Not alone, Labubu’s rise – along with that of Sanrio’s Hello Kitty and newer icons like Sonny Angel – reflects growing consumer appetite for character IP that merges storytelling, status, and merchandise.

Surging demand for Labubu also highlights the power of Asian celebrities in shaping global taste. After all, Labubu’s leap into global cultural relevance cannot be decoupled from BLACKPINK’s Lisa, who posted photos of her Labubu keychains clipped to luxury handbags back in April 2024. The result was astounding: There was an almost-instantaneous spike in demand and resale prices; Labubu had crossed into a new register of cultural capital.

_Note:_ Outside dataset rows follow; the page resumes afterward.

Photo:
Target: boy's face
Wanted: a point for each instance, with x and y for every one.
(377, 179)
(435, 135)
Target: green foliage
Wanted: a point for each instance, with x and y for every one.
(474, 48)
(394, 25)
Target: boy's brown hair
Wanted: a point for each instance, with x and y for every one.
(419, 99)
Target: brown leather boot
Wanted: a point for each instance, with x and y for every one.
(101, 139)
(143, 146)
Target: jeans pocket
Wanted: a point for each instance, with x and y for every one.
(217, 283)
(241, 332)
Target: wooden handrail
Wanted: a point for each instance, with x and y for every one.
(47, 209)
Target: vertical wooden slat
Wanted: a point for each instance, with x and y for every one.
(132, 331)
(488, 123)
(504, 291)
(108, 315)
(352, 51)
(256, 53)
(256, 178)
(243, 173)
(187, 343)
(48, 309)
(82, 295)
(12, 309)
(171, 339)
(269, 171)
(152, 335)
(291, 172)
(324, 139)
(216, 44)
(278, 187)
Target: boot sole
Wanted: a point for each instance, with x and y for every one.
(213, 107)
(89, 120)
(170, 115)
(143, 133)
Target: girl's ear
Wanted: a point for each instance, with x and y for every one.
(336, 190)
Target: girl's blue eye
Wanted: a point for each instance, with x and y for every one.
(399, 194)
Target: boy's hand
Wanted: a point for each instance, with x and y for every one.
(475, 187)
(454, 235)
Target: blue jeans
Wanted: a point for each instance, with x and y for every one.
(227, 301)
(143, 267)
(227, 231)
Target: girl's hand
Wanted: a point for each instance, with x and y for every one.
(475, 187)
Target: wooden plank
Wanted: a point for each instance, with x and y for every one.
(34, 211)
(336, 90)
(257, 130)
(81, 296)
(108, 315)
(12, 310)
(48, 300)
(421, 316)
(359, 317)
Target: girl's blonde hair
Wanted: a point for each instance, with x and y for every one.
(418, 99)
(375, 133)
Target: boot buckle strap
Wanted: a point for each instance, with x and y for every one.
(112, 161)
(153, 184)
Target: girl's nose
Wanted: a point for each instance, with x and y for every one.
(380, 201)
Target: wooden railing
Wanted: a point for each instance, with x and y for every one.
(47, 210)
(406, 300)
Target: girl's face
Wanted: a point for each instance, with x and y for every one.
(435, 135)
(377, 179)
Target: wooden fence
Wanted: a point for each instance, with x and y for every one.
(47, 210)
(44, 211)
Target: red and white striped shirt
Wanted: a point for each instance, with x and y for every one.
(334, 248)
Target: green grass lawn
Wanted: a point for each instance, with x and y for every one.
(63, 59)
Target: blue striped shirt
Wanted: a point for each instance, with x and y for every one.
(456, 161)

From Toy to Cultural Commodity
Whether dangling as charms on Birkin bags or appearing in celebrity street style photos, Labubu operates much like any luxury accessory – signaling taste, cultural fluency, and social belonging. In other words, these pieces are not simply toys or collectibles; they serve as culturally coded symbols. “Yes, it’s a doll. You don’t have to like it. But you should try to understand it,” Harry Bainbridge, Head of Strategy at Highsnobiety, recently explained. “It’s also a new symbol of cultural knowledge. Roll your eyes all you want. It’s global fandom. It’s status, exclusivity, even taste. It’s the gold dust brands are desperate for.”

The market is responding accordingly. Labubu is increasingly targeted by counterfeiters and offered up for sale alongside traditional markers of luxury like Van Cleef & Arpels jewelry, Rolex watches, and Hermès bags.
Ultimately, this peculiar little character points to a larger shift underway: What Melzig describes as “IP-first, fan-driven” brand ecosystems, built for global scale and emotional resonance. Labubu suggests that the future of branding no longer resides solely in the usual places (on handbags, sneakers, and jewelry) but extends to characters that transcend language and geography, create deep emotional connections, and scale horizontally without losing their essence.